Mass election results could change healthcare-reform calculus

The Mass election results could signal that public support for healthcare reform is weaker than Democrats had assumed. Will Scott Brown take away Senate Democrats' 60th vote?

Republican Senate candidate Scott Brown arrives to cast his vote in Tuesday's special election to fill the Senate seat of the late Edward Kennedy in Wrentham, Massachusetts.

Adam Hunger/REUTERS

January 19, 2010

Even before the final Massachusetts election results are counted, this Senate race is revising Democrats’ strategies for pushing healthcare legislation through the US Congress.

If Scott Brown (R) pulls an upset over Democrat Martha Coakley, Senate Democrats lose their 60th vote in the Senate. That would force Democrats into tough choices in the healthcare endgame: Do they rush a compromise package through both the House and Senate before the winner of the Massachusetts election can be seated? Alternatively, could the House muster the votes or political will to accept the Senate’s version of the bill, thus avoiding another Senate vote?

On Tuesday, aides to Speaker Nancy Pelosi were playing down reports that the House would bow to the Senate. Even with the uncertainties of the Massachusetts race, “the House position on the Senate bill is clear, and we are working towards compromise,” says spokesman Nadeam Elshami.

But for a relatively unknown Republican state lawmaker to run a close race for the seat held by Sen. Edward Kennedy for 47 years is a game-changer. At issue is more than a Senate seat: This race may signal that public support for healthcare reform is weaker than Democrats had assumed.

“We’ve learned that the healthcare bill is an albatross around the necks of Democrats even in the most liberal state in the country,” says GOP pollster Whit Ayres, commenting on the Massachusetts race.

“Independents are disgusted with the fiscal irresponsibility they see coming out of Washington, and they’re disgusted with this healthcare bill, which they see as raising their taxes, increasing their premiums, increasing the cost of healthcare, and lowering the quality,” he adds. “What concerns people is the cost of healthcare, not coverage. But the priority of Democrats has been coverage, not cost.”

Polls in the run-up to Tuesday’s vote give Mr. Brown a 2-to-1 edge with independent voters. This is the same margin that helped GOP challenger Chris Christie oust incumbent Democratic Gov. Jon Corzine in the New Jersey governor’s race last November. Governor-elect Christie, sworn in Tuesday, campaigned on limited government and fiscal responsibility.

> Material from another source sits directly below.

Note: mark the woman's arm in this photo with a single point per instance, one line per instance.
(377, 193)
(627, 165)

As the Massachusetts race tightened, national Republican groups targeted the election as a referendum on healthcare reform, as well as on the broader Obama agenda. At a rally at Northeastern University in Boston on Sunday, President Obama hit on the national consequences of Tuesday’s vote.

“We know that on many of the major questions of our day, a lot of these votes are going to rest on one vote in the United States Senate,” he said. “That's why the opponents of change and progress have been pouring money and resources into the commonwealth, in hopes of promoting gridlock and failure. They want to keep things just as they are.”

In a closed meeting with House Democrats last week, Mr. Obama assured the caucus that he understood that healthcare was a “heavy lift” but that once a final bill emerged, he would take the case to voters nationwide. A loss on Tuesday, however, would call into question the power of Obama’s coattails and his capacity to make good on that promise.

“I’ve covered elections for 30 years, and I don’t remember a time when an election in one state for one senator has had the import this race has,” says G. Terry Madonna, director of the Center for Politics and Public Affairs at Franklin & Marshall College in Lancaster, Pa.

But he cautions against reading the results of Tuesday’s election as a simple referendum on healthcare. “Healthcare is huge, but I don’t think you can separate healthcare from the economic concerns that people have,” he says. “To single out healthcare would be a mistake.”